Selon Godwill Tange, Représentant résident par intérim de la Banque Mondiale au Togo, « les activités de ce projet contribueront à attirer davantage d’investisseurs en augmentant la connaissance géologique des ressources souterraines du Togo, à travers l’analyse des données géologiques et la dissémination des résultats par voie électronique et autres moyens de promotion. Je tiens à souligner le fait que la période est actuellement propice pour renforcer un partage équitable de la prospérité, en assurant que les retombées financières du secteur extractif profitent davantage à plusieurs couches sociales. A cet effet, le PDGM appuiera la promotion de la sous-traitance nationale afin d’intégrer les petites et moyennes entreprises nationales dans la chaîne des valeurs de l’industrie minière. De plus, le projet va s’inspirer de l’expérience internationale pour définir une approche adéquate pour stimuler les investissements sociaux et la création d’emplois au profit des communautés riveraines aux opérations minières ».

De retour, le gouvernement togolais « s’engage à relever le défi de la saine gouvernance et la protection de l’environnement ». En outre, le gouvernement réitère son engagement pour le développement socio économique durable des communautés particulièrement riveraines.

Enfin, le gouvernement, pour sa bonne foi, propose « un suivi des activités de développement du secteur minier, depuis l’octroi des permis d’exploration ou de recherche jusqu’à la fermeture des mines en passant par la supervision des activités d’exploitation minière ».

Que c’est beau, la garantie que donne une fois encore le gouvernement par rapport au respect des clauses de cet accord ! Pourquoi est-ce aujourd’hui que le gouvernement promet la saine gouvernance et la protection de l’environnement de ces sites miniers ? Tout porte à croire que c’est après la signature d’un accord de crédit avec la Banque Mondiale, le 29 janvier 2016, d’un montant de 13,4 millions d’Euros, soit environ 09 milliards de FCFA, que subitement le gouvernement porte un intérêt sur la vie des riverains et ouvriers des  sites miniers.

Il faut rappeler que le projet PDGM est entré en vigueur depuis le 03 mars 2016 pour une durée de cinq (05) ans.

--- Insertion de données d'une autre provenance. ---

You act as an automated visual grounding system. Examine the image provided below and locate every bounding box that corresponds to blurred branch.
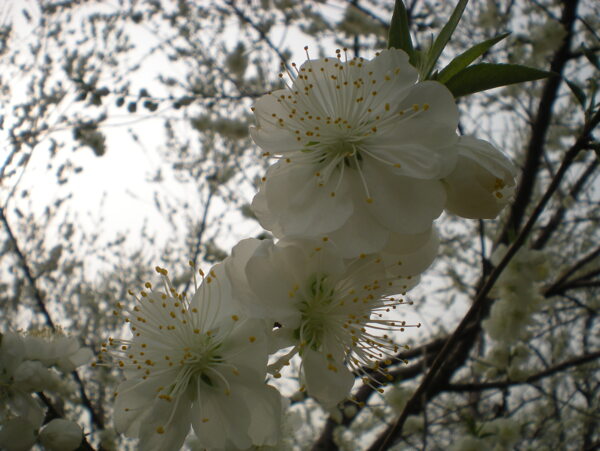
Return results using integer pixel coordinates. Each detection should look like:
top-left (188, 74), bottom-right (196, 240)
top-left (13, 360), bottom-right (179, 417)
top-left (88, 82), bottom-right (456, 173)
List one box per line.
top-left (369, 96), bottom-right (600, 451)
top-left (312, 337), bottom-right (448, 451)
top-left (0, 207), bottom-right (104, 429)
top-left (0, 207), bottom-right (56, 331)
top-left (531, 157), bottom-right (598, 249)
top-left (444, 351), bottom-right (600, 392)
top-left (499, 0), bottom-right (579, 243)
top-left (36, 392), bottom-right (94, 451)
top-left (225, 0), bottom-right (289, 70)
top-left (183, 185), bottom-right (216, 293)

Pour cette fois-ci, les populations riveraines trouveront-ils leur compte dans la gouvernance minière ? Comme l’a dit le Représentant résident de la Banque Mondiale au Togo, Godwill Tange, « ce  projet va s’inspirer de l’expérience internationale pour définir une approche adéquate pour stimuler les investissements sociaux et la création d’emplois au profit des communautés riveraines aux opérations minières ».  Les Togolais le prennent au mot, connaissant bien la duplicité du pouvoir UNIR. C’est pourquoi l’implication de la Banque Mondiale dans la réalisation de ce projet s’avère indispensable. Il ne servira à rien que les fonds destinés pour ce projet soient détournés vers une destination inconnue.

La gestion  des ressources minières a toujours posé un problème, parce que l’opacité avec laquelle sont gérées les ressources minières touche le cœur de chaque Togolais. Or, la redistribution inéquitable des ressources  à tous les fils de ce pays renforce la haine que les Togolais ressentent à l’égard de leurs dirigeants qui, il faut le rappeler, vivent dans une opulence totale.

On espère qu’après la signature de cet accord de Janvier 2016, suivi du lancement de cet atelier tenu le 09 août dernier, le gouvernement s’inscrira désormais dans la logique d’une gouvernance orthodoxe par rapport à la gestion des industries extractives. Mais avant, un audit environnemental s’impose sur tous les sites d’extraction minière. Pour cela la Société Nouvelle des Phosphates du Togo (SNPT), la société WACEM et autres doivent faire d’abord  l’état des lieux du degré de pollution, ensuite situer les responsabilités et enfin  établir un dialogue entre les communautés affectées et l’administration. Tel est également le souhait de la Banque Mondiale.